Objective.— The aim of this study was to pinpoint predilection sites of brain damage in migraine by quantitatively identifying morphometric and diffusion differences in migraineurs, compared with control subjects, and to assess whether migraine attack frequency and attack history are indicators for brain abnormalities in migraineurs.
Background.— Previous clinical neuroimaging investigations introduced the concept of migraine as a progressive brain disease. They reported an increased risk of white matter hyperintensities (WMH) with increasing attack frequency in migraineurs.
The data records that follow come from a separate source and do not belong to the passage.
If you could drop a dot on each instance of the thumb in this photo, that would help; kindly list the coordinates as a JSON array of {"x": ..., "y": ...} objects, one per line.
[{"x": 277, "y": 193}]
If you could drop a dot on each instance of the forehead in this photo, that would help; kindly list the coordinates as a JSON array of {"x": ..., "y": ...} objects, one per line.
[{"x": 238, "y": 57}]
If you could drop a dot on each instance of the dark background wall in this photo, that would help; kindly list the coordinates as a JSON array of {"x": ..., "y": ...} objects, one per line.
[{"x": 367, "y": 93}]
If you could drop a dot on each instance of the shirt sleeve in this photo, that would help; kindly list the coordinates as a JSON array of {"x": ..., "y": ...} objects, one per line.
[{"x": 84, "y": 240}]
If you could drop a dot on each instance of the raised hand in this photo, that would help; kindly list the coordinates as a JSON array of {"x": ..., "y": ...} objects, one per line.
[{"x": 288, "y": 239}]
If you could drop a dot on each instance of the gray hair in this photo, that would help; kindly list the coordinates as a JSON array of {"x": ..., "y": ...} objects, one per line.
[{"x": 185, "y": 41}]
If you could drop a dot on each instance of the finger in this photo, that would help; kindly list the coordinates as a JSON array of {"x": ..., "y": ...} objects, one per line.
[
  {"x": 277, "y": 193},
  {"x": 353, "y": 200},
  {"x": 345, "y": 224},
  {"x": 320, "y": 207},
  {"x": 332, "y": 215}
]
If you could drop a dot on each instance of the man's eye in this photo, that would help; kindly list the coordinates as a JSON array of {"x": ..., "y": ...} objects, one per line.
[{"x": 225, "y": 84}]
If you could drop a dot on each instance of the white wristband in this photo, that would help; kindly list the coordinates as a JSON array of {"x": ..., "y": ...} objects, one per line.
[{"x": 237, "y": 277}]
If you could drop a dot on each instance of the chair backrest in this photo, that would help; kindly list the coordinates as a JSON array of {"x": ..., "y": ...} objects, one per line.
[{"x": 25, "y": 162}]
Methods.— We investigated 28 patients with migraine, using high-resolution T1- and diffusion-weighted magnetic resonance imaging and optimized voxel-based morphometry to localize gray and WM density, and fractional anisotropy and apparent diffusion coefficient differences.
Results.— We identified predilection sites of brain abnormalities in migraineurs in the frontal lobes, brainstem, and the cerebellum, and we show that both attack frequency and disease duration are indicators for brain damage in migraine.
Conclusion.— Our findings report an unbiased quantitative whole brain assessment of morphological abnormalities in migraine. This might help to identify indicators for migraine as a possibly progressive brain disease. In order to reveal the causes and consequences of brain damage in migraine, further neuroimaging studies have to investigate quantitative brain changes in a longitudinal design.